The recipe's name was "Mid-Summer Salad", but who says it can't make a good meal in early summer as well?
As I prepared this recipe for a June evening meal, I couldn't help but wish I were doing so on a mid-summer date a few weeks hence. That would mean that our expected baby grandson would be very near his arrival time. Wa-hoo! We can hardly wait! Now that will be a cause for celebration! But back to "Mid-Summer Salad."
"Mid-Summer" in the recipe name perhaps refers to the fact that some of the ingredients, such as the tomatoes and cucumber, would be reaching their peak in the garden in mid-summer and hence would be available for salad-making about that time.
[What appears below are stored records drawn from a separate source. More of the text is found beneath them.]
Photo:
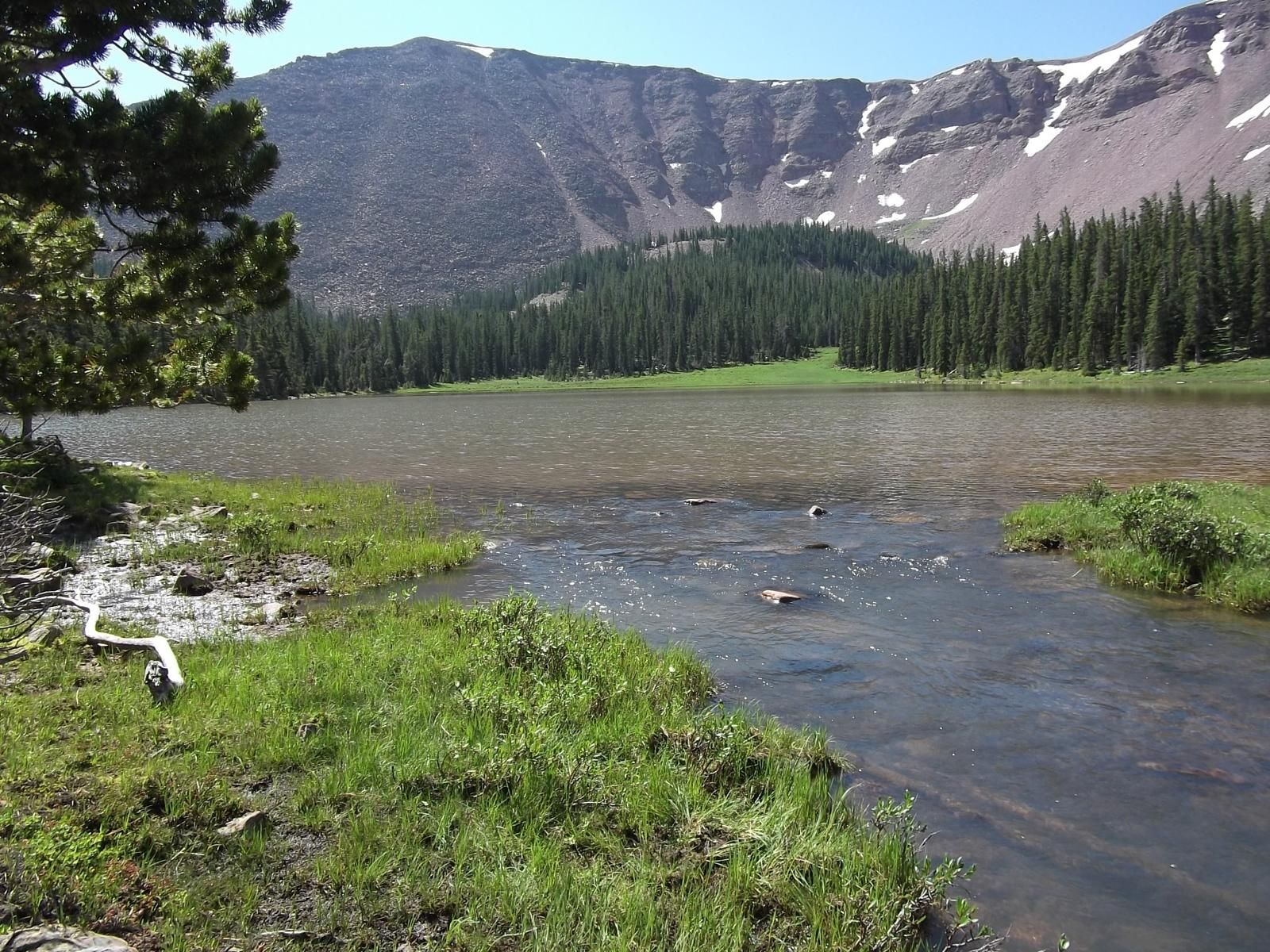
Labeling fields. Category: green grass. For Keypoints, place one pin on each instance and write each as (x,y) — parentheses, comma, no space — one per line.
(818,371)
(1206,539)
(366,532)
(493,778)
(822,371)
Regardless of the trivia about the name, Mid-Summer Salad was memorable and delicious. (Thanks to my booklet, Celebrating a Healthy Harvest, from the Chickasaw Nutrition Services, which contained the recipe.) In preparing it I learned two things:
* Green onions, fresh from our garden (they're really just the tops of regular onions), add an incredible zest to a salad mixture. In this recipe they're part of the dressing. They really make this salad sing. The one-tablespoon mustard added to the dressing adds to the flavor as well.
* Keep the cut-up avocado in a salad from turning brown by dumping the seed right into the salad mixture. The presence of the seed keeps the avocado green. (I learned this on Sunday from Ishmael's mom, who attended--and brought homemade Guacamole for--our backyard fiesta. I wrote about this in my Monday blog about my "new-beginnings" Peach Cobbler. As I scooped out my Guacamole helping onto my plate, a medium-sized seed plopped right onto the plate with it. Margarita told me she puts seeds in all her guacamole. Indeed it was the brightest, freshest green color imaginable.) Of course many people sprinkle a cut avocado with lemon or white vinegar to prevent browning.
Many people also know the tip that to ripen an avocado, place the fruit in a brown paper bag in a cool place for two to five days. Daily check for ripeness. Refrigerate ripe avocados; use within three days.
I added the avocado seed to my mixture for my Mid-Summer Salad. Truly the avocado stayed bright green and never turned brown even hours after the salad had been in the refrigerator. Thanks, Margarita, for the suggestion!
Because of the addition of the diced chicken breast, Mid-Summer Salad--served with some warmed tortillas on the side (also left over from Sunday's fiesta)--made an ideal entree for a light summer meal. Here's to Mid- (or in the case of our salad, Early) Summer!
8 cups mixed greens (we used spinach)
2 eggs, hard-boiled, chopped
1/2 pound cooked boneless chicken breast, diced
2 tomatoes, diced
1 cucumber, sliced
1 avocado, diced
2 tablespoons vinegar
2 tablespoons diced green onions
1 tablespoon mustard
1 teaspoon salt
1 teaspoon black pepper
2 tablespoons cooking oil
Mix dressing ingredients in a small container. In a large salad bowl mix and toss greens, eggs, chicken breast, tomatoes, cucumber, and avocado. Add dressing and toss thoroughly. Chill and serve. Makes 4 servings.